Local man dresses Hollywood for Disney's "Secretariat"
Oct. 6, 2010 at 5:06 a.m.
Michael Boyd flipped through a red binder he'd labeled "Secretariat Bible."
He compared the plastic-protected photos of races in which the famous Secretariat racehorse had competed to photos of the modern day characters whose outfits he created for the new Disney film named after the horse.
"I like to be as authentic as possible when I do a period piece," Boyd said.
Indeed, the photos of actors like John Malkovich and True Blood's Nelsan Ellis were near exact replicas of their 1970s character counterparts.
In July 2009, when Boyd was approached by the film's director, Randall Wallace (whom he calls "Randy" after having worked with him on the film, "We Were Soldiers"), the costume director had only nine weeks to research, create costumes and film.
"It was a whirlwind," he said.
Researching for the film proved time-consuming, but that's the 20-year veteran's specialty.
A former history and theater teacher at St. Joseph High School, Boyd was instrumental in starting Goliad's annual Massacre Reenactment and most enjoys Civil War or Western settings.
The "Bible" of photos Boyd had researched to guide his wardrobe designs proved beneficial to the whole crew. Wallace made 25 extra copies to hand out.
"When you've done your homework, and they know you know what you're talking about, they'll go with it," Boyd said, adding that for the most part, the crew didn't interfere with his wardrobe decisions. "If you don't know what you're talking about, you will be like blood to sharks in the water."
This, Boyd knows after working his way up the Hollywood ladder, starting as an actor and finding his niche in wardrobe, especially period clothing.
"I've been very blessed, very lucky," he said of his work that occasionally takes him away from his wife, Wanda, and their hometown of 35 years. "It's the industry. But I don't want to be gone all the time."

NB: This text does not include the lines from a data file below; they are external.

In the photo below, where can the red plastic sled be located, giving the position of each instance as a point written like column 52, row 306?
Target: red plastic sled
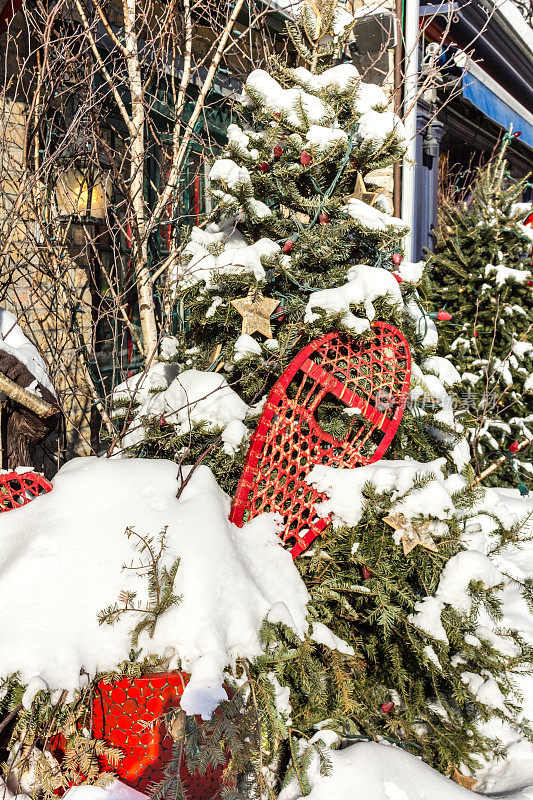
column 371, row 376
column 129, row 713
column 18, row 489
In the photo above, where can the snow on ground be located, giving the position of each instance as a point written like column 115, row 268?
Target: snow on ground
column 378, row 771
column 62, row 561
column 191, row 397
column 372, row 771
column 13, row 341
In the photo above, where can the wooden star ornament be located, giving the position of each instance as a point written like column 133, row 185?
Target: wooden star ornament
column 414, row 534
column 255, row 311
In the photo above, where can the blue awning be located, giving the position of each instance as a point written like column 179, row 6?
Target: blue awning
column 495, row 108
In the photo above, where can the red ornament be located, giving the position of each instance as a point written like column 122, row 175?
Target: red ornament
column 279, row 313
column 18, row 489
column 128, row 713
column 372, row 376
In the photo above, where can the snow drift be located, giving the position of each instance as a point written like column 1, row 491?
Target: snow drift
column 62, row 561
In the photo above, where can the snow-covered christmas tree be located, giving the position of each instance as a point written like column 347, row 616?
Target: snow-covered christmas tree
column 481, row 273
column 385, row 628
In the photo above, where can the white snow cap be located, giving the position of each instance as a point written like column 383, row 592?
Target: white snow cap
column 369, row 95
column 237, row 256
column 341, row 78
column 225, row 170
column 375, row 772
column 323, row 138
column 370, row 216
column 62, row 561
column 377, row 125
column 278, row 100
column 192, row 397
column 504, row 274
column 13, row 341
column 344, row 489
column 452, row 590
column 364, row 285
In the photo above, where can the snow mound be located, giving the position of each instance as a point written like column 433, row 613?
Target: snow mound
column 14, row 342
column 364, row 285
column 287, row 101
column 62, row 561
column 378, row 772
column 369, row 95
column 192, row 397
column 344, row 488
column 370, row 216
column 341, row 78
column 236, row 257
column 375, row 126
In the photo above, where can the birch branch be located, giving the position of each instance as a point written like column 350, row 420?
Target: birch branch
column 200, row 102
column 26, row 398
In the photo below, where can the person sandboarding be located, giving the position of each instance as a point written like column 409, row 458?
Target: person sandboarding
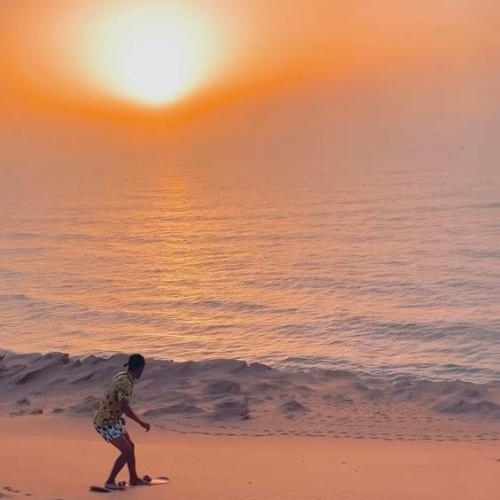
column 110, row 424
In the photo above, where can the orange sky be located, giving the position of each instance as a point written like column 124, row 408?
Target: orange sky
column 289, row 71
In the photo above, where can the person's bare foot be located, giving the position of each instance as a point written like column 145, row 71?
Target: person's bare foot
column 114, row 486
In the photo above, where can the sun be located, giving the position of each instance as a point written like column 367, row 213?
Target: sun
column 154, row 53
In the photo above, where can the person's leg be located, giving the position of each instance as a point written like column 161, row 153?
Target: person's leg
column 126, row 457
column 134, row 481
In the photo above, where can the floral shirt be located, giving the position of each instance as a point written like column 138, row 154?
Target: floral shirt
column 110, row 410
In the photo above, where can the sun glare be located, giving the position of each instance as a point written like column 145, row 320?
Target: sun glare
column 153, row 53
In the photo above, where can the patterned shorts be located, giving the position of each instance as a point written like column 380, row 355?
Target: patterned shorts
column 110, row 432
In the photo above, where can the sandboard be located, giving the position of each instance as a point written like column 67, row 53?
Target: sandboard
column 151, row 482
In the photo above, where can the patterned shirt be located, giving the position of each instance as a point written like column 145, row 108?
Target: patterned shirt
column 110, row 410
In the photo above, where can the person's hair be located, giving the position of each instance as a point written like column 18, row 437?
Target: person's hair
column 135, row 361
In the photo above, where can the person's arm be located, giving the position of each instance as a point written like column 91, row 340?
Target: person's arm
column 129, row 412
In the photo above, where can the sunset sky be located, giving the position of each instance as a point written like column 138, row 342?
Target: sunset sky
column 274, row 79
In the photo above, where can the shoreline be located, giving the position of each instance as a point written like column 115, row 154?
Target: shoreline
column 233, row 398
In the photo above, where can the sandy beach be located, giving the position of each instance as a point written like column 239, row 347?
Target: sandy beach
column 226, row 429
column 55, row 457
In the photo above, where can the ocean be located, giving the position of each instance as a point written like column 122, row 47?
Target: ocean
column 381, row 268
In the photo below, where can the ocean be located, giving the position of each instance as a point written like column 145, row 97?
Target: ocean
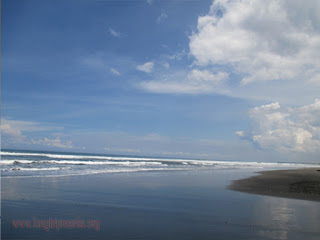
column 144, row 198
column 16, row 163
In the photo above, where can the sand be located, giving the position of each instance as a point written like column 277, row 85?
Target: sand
column 298, row 183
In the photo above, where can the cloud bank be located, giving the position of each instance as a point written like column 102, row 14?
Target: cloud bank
column 285, row 129
column 264, row 40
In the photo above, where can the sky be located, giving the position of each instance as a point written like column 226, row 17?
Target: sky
column 223, row 79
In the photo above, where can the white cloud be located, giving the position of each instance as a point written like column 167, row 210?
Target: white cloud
column 195, row 82
column 16, row 132
column 53, row 142
column 264, row 40
column 146, row 67
column 114, row 33
column 286, row 129
column 115, row 71
column 163, row 16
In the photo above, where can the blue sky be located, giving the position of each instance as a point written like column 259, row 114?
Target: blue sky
column 197, row 79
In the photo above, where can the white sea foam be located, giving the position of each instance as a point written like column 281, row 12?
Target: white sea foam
column 104, row 164
column 34, row 169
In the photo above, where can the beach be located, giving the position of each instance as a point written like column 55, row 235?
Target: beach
column 294, row 183
column 153, row 205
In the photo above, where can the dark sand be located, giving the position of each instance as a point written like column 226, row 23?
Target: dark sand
column 299, row 183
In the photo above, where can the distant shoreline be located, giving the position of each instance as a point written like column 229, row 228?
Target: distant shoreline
column 298, row 184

For "Secretariat," Boyd was in Los Angeles, Kentucky and Louisiana from late July until December. He was in charge of dressing everyone from Diane Lane's main character to the stadium full of extras they filmed in Churchill Downs, where the Kentucky Derby is held.
Boyd was recently interviewed by the Wall Street Journal about his wardrobe designs for Malkovich's character - the "super fly" and "flashy" Lucien Laurin. The script called for him to wear "a shirt you could see from the moon."
"So that was my cue," Boyd said. "I did sketches, went to the fabric shop, made the idea of it and approached Randy."
In a last-minute script change, Wallace asked Boyd to perform in the final scene in which Malkovich wears that "see-from-the-moon" shirt.
So he jumped into one of his own costumes and, pending final editing, could be making a cameo.
"We'll see what it does Friday night," said Boyd, who plans on watching the film in Victoria with his wife. "It will be fun. I think it's going to be a good one."